Der Bericht listet die verbleibenden Plutoniummengen der jeweiligen Eigentümer auf. Dabei ist zu beachten, dass Vattenfall in den AKWs Brunsbüttel und Krümmel keinen Einsatz von MOX durchgeführt hat. Das Plutonium von Vattenfall ist daher an die Gesellschaft VENE übergeben worden, ein Unternehmen, dass überschüssige Plutonium-Mengen der einzelnen Betreiber wie ein Pool verwaltet und für „Interessenten“ zur Verfügung stellt. Auf der S. 29f listet die GRS auf:
- „E.ON KK besitzt 645 kg Pu-fiss, verwertet aber darüber hinaus weitere 1545 kg von anderen EVU. Insgesamt werden etwa 2190 kg in eigenen Reaktoren eingesetzt. Das Fremdplutonium stammt von RWE (109 kg aus KRB-C mit Einsatz in KKI-2 und/oder KBR) und VENE (264 kg aus KRB/KKK mit Einsatz in KWG, 1158 kg aus KKK mit Einsatz in KKI-2 und/oder KBR).

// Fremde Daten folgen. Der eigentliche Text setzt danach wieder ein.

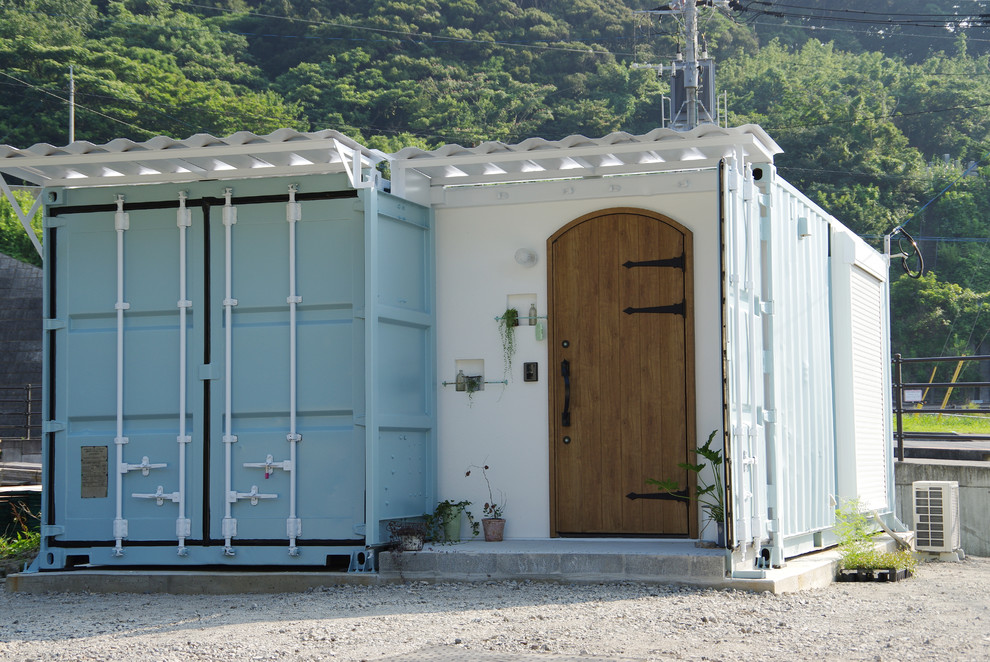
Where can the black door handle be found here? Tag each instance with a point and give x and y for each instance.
(565, 372)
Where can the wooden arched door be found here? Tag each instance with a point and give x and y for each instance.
(621, 373)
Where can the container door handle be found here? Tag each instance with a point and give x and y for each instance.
(565, 372)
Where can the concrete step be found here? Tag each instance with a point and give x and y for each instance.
(559, 560)
(554, 560)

- RWE besitzt 1965 kg Pu-fiss, verwertet davon aber nur 1856 kg in eigenen Reaktoren (KRB 865 kg, KKE 991 kg). Die Differenz von 109 kg übernimmt E.ON KK.
- VENE besitzt 1709 kg Pu-fiss, verwertet aber nichts in eigenen Reaktoren. 264 kg sollen in KWG (E.ON KK), 1158 kg in anderen E.ON KK-Reaktoren und 287 kg in Reaktoren, die noch nicht festgelegt wurden, eingesetzt werden.

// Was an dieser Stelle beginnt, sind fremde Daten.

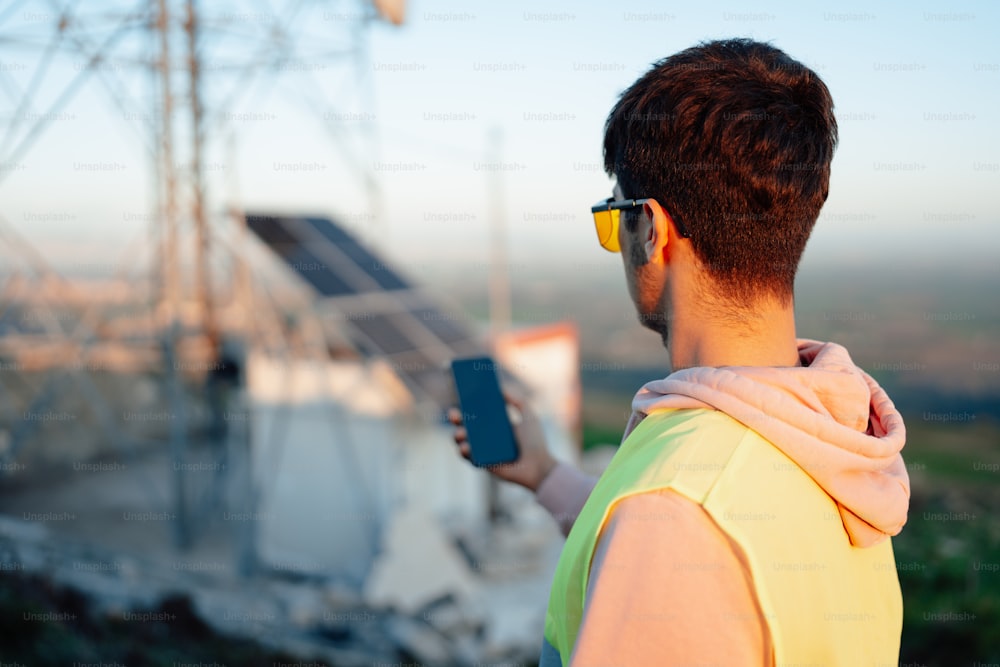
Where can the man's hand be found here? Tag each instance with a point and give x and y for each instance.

- EnKK besitzt 660 kg Pu-fiss und will diese komplett im eigenen Reaktor GKN-Il einsetzen.“
Zum Einsatz von MOX siehe auch den Bericht: E.on räumt ein – Plutonium-Brennelemente machen nur Probleme. Und hier.
Seit Anfang der 80er Jahre bis Ende 2005 wurden bestrahlte Brennelemente aus deutschen Reaktoren zur Wiederaufarbeitung nach Frankreich und England transportiert. Der Anteil des spaltbaren Plutonium 239 beträgt dabei weniger als ein Prozent! In der Antwort zu einer Kleinen Anfrage teilt die Bundesregierung im April 2010 mit (PDF): „Aus der Wiederaufarbeitung bestrahlter Brennelemente im In- und Ausland sind insgesamt etwa 62,4 Tonnen Plutonium zu erwarten.“
Außerdem teilt die Bundesregierung mit: Bis zum 31. Dezember 2008 sind 838 Tonnen als MOX-Brennelemente entsprechend 50,8 Tonnen Plutonium in deutsche Reaktoren zurückgeführt worden.“
In einem Artikel hat die Osnabrücker Zeitung gestern davon gesprochen, dass nach ihren Recherchen noch insgesamt ca. 100 Atomtransporte mit plutoniumhaltigen MOX-Brennelementen zu den verschiedenen Atomkraftwerken in Deutschland zu erwarten sind. Eine nachvollziehbare Darstellung erfolgt in dem Artikel allerdings nicht. Die Zeitung berichtete: „Nach Informationen unserer Zeitung werden noch zahlreiche weitere derartige Transporte in den kommenden Jahren erfolgen – trotz Atomausstieg. Kraftwerksbetreiber EnBW teilt auf Anfrage mit, dass aus Sellafield etwa 28 Mox-Brennelemente zurückerwartet werden. Das ergebe sich aus der Menge des bei der Wiederaufarbeitung angefallenen Plutoniums.“
Außerdem berichtet die OZ, dass E.on auch aus Franreich noch weitere MOX-Brennelemente erwartet: „Abgesehen von der letzten Fracht aus England steht bei Eon noch die Lieferung von etwa 60 Mox-Brennelementen aus der Wiederaufarbeitungsanlage im französischen La Hague aus. Hierhin wurden über die Jahre 5379 Tonnen strahlende Fracht geliefert. Keine genauen Angaben wollte RWE machen, nur so viel: Auch der Essener Konzern muss noch Mox-Brennelemente zurücknehmen.“
Entgegen der Behauptung in der Osnabrücker Zeitung, dass das AKW Emsland laut RWE keine Genemigung für den MOX-Einsatz hat, verfügen alle neun noch in Betrieb befindlichen Atomkraftwerke über eine Genehmigung für den Einsatz von MOX-Brennelementen: Brokdorf, Grohnde, Emsland, Philippsburg 2, Neckarwestheim 2, Gundremmingen B und C, Isar 2, Grafenrheinfeld.